Pine Pink Orchid

Bletia purpurea

Pine Pink

Pine pink, photographed at Fakahatchee Strand Preserve State Park, Copeland, Collier County, in May 2022.

Warning to any bees reading this: stay away from pine pink, Bletia purpurea. Those brilliantly colored and spectacularly elaborate blooms have nothing to offer as you expend energy buzzing from one flower to another, spreading their genetic material in the process.

You won't find so much as a single sip of the sweet stuff. Those lovely flowers are just a ruse.

Like many orchids, pine pink is “food deceptive,” meaning it looks like it should have nectar — the purpose of a plant expending so much energy into their flowers isn't to please our eyes, but rather to attract pollinators — but doesn’t. It’s nature’s version of a practical joke. You can imagine a bee going from flower to flower looking everywhere for the pay off but not finding it.

On top of that, pine pink doesn’t necessarily need pollinators in order to reproduce. Some of the flowers it puts out are cleistogamus — they won’t fully open but will self-pollinate and produce seeds regardless.

Many of these food deceptive orchids are considered rare, including pine pink. Some scientists believe that rarity is actually part of their survival strategy, that if they were common, bees and other pollinators would catch on to the game and stop visiting the orchids. In any case, pine pink is a Florida native mostly found in the southern end of the Peninsula roughly from Palm Beach and Lee counties into Monroe County and the lower Keys. Florida is the sole state where pine pink is found, but it’s also native to parts of the Caribbean, Mexico, Central America and South America.

Pine pink is state-listed as threatened. The Institute for Regional Conservation in Delray Beach considers it rare.

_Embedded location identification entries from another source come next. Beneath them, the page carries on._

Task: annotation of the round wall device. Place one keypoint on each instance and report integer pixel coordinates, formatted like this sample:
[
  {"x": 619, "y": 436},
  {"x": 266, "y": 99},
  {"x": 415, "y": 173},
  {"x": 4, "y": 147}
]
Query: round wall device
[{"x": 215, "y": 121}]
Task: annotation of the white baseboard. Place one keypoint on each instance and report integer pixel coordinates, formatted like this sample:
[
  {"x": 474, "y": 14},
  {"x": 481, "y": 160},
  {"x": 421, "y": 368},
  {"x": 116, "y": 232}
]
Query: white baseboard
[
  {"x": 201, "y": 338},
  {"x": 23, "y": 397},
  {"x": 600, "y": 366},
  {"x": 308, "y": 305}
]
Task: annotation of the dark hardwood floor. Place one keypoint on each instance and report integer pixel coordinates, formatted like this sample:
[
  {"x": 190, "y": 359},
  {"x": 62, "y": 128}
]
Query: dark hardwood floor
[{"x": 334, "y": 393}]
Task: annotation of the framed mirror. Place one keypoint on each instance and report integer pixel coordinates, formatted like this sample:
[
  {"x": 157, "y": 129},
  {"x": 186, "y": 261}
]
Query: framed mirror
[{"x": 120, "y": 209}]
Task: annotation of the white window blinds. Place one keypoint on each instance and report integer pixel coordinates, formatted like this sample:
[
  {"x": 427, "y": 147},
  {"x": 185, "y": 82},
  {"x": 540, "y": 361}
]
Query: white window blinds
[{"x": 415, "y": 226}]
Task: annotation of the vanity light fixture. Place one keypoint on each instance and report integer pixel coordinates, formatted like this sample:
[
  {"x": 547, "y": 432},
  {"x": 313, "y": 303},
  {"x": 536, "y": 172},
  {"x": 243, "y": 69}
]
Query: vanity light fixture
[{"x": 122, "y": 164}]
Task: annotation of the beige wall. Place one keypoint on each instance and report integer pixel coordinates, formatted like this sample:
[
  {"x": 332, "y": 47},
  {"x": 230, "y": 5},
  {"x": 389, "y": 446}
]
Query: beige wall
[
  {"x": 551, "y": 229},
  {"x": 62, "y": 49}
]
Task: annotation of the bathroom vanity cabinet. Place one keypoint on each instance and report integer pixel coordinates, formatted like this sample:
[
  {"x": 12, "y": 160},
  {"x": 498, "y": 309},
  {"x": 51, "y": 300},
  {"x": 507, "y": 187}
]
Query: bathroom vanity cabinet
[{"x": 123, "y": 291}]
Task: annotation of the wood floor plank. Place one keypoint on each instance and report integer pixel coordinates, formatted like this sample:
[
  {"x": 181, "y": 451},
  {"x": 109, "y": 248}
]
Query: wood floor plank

However, pine pink is considered “globally secure” because of its wide natural range.

Pine pink is a terrestrial orchid, meaning it grows on the ground, found in damp habitats, including moist pinelands and hammocks. It’s also found within swamps growing on longs, stumps and on the base of cypress trees above the water line. It prefers places with a lot of sun.

It has grass-like leaves that grow from its base, each six to 18 inches long and with a “crease” in the middle. It blooms mainly from December to early summer, but it can produce flowers sporadically year round. Peak season can vary by location.

The flowers range in color from the namesake pink to “rosy purple” to deep purple, and appear on a raceme or flower stalk that can reach three-and-a-half to five feet in height. The stalk can be branched and can have numerous flowers.The sepals — the outer part of the flower — spread open; the petals are erect. It has a gold crest on the lip, a modified petal that serves as a kind of landing strip for pollinators.

Pine pink is cultivated and used in restorations, natural landscapes and wildflower gardens. It prefers full or part sun and requires moist to wet soils.

Bletia honors Don Luis Blet, an 18th century Spanish military pharmacist and botanist who explored South America. Two of his companions on the trip came up the name Bletia, to honor their friend in 1784. There are some 30 members of genus, all orchids and mostly terrestrial. Purpurea is Latin and refers to the purple or red color of the bloom.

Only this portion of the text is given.